3 G6P + 6NADP⁺ + 3H₂O → 6NADPH + 6H⁺ + 3CO₂ + 3Ru5P

The First 3 reactions produces 2 NADPH + H⁺ and eliminates 2CO₂

• Glucose-6-Phosphate dehydrogenase (G6PD) catayses the transfer of a hydride ion to NADP⁺ from Carbon 1 of Glucose-6-Phosphate to form 6-phosphogluconolactone.
• 6-Phosphogluconolactonase increases the rate of hydrolysis of  6-phosphogluconolactone to 6-phosphogluconate
• 6-Phosphogluconate dehydrogenase catalyses the oxidative decarboxylation of 6- Phosphogluconate, a beta hydroxy acid, to Ru5P and CO₂.

The formation of Ru5P completes Phase 1. It generates 2 NADPH for each G6P molecule.

Phases 2 & 3 are reversible so the products vary with the needs of the cell.

Isomerisation and Epimerisation reactions transform Ribulose-5-Phosphate (Ru5P) to Ribose-5-Phosphate (R5P) OR to Xylulose-5-Phosphate (Xu5P)

3Ru5P ⇌ R5P + 2Xu5P

• Ru5P is converted to R5P by ribulose-5-phosphate isomerase
• Ru5P is converted to Xu5P by ribulose-5-phosphate epimerase
• These Reactions occur via enediolate intermediates.

When the need for R5P is more than NADPH, F6P and GAP can be diverted from the glycolytic pathway for use in the synthesis of R5P by reversal of the transaldolase and transketolase reactions.

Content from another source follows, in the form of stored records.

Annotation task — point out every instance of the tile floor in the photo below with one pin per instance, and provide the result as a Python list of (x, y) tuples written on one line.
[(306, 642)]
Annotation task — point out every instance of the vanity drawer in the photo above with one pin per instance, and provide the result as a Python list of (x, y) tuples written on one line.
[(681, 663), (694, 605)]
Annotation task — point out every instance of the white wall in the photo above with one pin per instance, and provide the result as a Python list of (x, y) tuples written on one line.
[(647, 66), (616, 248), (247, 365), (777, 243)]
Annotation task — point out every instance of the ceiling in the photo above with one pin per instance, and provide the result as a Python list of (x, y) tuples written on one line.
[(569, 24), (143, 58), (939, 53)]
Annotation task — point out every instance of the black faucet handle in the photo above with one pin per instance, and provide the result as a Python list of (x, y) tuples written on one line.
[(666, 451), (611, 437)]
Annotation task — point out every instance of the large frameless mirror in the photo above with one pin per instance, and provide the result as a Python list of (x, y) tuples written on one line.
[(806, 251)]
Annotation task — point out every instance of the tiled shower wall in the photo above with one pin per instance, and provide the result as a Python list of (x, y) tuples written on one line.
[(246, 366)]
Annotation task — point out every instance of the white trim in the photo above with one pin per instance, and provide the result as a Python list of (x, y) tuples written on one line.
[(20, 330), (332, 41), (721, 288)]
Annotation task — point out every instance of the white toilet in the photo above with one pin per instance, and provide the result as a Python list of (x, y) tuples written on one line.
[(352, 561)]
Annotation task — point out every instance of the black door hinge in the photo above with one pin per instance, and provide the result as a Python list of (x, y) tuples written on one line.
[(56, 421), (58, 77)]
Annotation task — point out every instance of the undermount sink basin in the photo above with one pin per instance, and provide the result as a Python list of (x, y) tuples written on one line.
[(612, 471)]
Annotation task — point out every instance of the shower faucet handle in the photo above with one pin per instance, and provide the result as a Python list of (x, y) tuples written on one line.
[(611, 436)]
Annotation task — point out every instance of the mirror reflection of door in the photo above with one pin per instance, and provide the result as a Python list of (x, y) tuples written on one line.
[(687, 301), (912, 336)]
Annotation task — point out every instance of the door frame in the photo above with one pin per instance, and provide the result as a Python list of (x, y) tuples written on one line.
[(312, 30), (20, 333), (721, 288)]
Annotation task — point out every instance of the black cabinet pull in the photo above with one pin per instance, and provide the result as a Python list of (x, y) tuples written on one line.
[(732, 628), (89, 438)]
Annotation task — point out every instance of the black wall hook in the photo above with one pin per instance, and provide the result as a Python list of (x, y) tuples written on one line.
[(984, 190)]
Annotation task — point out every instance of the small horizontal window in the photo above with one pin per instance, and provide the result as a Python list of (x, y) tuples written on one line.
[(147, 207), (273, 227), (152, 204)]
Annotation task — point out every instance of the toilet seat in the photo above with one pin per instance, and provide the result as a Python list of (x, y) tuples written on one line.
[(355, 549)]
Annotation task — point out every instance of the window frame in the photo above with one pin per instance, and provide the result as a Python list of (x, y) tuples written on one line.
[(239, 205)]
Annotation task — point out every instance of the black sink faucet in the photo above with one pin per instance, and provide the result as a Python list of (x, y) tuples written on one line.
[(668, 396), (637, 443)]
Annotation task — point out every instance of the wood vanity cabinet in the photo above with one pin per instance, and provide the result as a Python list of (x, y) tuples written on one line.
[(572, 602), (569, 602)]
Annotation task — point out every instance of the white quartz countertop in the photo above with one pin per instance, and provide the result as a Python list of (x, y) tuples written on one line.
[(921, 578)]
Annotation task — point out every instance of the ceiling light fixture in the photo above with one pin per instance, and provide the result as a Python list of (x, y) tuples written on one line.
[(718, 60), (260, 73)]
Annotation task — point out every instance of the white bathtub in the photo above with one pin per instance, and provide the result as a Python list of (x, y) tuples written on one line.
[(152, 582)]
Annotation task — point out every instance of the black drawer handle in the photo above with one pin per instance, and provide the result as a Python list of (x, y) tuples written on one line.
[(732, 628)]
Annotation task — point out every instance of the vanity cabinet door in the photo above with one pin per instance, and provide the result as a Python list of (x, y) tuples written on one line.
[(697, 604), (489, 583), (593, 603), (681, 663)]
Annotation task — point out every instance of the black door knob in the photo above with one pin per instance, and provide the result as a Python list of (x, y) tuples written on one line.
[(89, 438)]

When the need for NADPH exceeds that of R5P The transaldolase and transketolase reactions convert excess R5P to glycolytic intermediates. GAP and F6P produced can be consumed through glycolysis and oxidative phosphorylation.

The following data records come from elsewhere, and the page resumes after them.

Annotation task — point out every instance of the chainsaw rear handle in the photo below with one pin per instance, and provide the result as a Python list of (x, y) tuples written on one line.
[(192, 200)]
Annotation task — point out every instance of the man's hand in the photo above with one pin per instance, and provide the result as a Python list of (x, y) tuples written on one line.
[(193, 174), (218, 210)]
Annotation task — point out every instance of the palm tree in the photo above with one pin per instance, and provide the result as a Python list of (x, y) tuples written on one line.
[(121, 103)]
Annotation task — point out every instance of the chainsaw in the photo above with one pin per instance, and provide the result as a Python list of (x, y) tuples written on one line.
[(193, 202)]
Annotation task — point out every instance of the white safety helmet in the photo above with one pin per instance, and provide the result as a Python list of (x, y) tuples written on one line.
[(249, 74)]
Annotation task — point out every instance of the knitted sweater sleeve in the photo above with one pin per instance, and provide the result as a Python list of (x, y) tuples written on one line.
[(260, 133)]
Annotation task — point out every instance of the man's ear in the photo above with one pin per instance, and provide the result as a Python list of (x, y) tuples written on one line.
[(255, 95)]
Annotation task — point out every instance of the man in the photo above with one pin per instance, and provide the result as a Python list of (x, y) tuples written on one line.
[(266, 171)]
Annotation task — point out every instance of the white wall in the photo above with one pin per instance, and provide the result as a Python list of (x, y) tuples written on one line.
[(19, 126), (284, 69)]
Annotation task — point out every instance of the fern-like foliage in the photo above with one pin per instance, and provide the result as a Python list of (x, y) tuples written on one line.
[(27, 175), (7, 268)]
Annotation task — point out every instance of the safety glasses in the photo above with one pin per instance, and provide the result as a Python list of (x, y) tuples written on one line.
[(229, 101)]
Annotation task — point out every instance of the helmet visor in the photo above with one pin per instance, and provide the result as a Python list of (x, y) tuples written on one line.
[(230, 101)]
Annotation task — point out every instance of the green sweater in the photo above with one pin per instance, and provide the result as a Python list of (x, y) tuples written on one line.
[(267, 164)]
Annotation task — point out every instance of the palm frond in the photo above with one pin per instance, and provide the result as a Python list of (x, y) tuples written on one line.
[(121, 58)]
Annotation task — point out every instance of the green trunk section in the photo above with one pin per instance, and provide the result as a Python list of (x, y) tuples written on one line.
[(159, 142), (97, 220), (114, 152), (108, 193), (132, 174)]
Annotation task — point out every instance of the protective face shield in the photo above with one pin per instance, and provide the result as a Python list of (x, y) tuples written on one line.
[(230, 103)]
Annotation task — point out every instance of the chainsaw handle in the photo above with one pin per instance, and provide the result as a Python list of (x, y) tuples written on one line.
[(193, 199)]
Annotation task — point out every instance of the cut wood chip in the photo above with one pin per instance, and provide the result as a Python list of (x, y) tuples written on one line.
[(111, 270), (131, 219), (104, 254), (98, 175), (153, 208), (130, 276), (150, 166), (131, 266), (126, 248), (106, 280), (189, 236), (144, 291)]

C-C bond cleavage and formation reactions convert 2 molecules of Xu5P and 1 molecule of R5P to 2 molecules of F6P and 1 molecule of GAP.

A series of reactions that convert three of the pentose-5-phosphates into two molecules of hexoses and one triose. Catalysed by two enzymes Transaldolase and Transketolase.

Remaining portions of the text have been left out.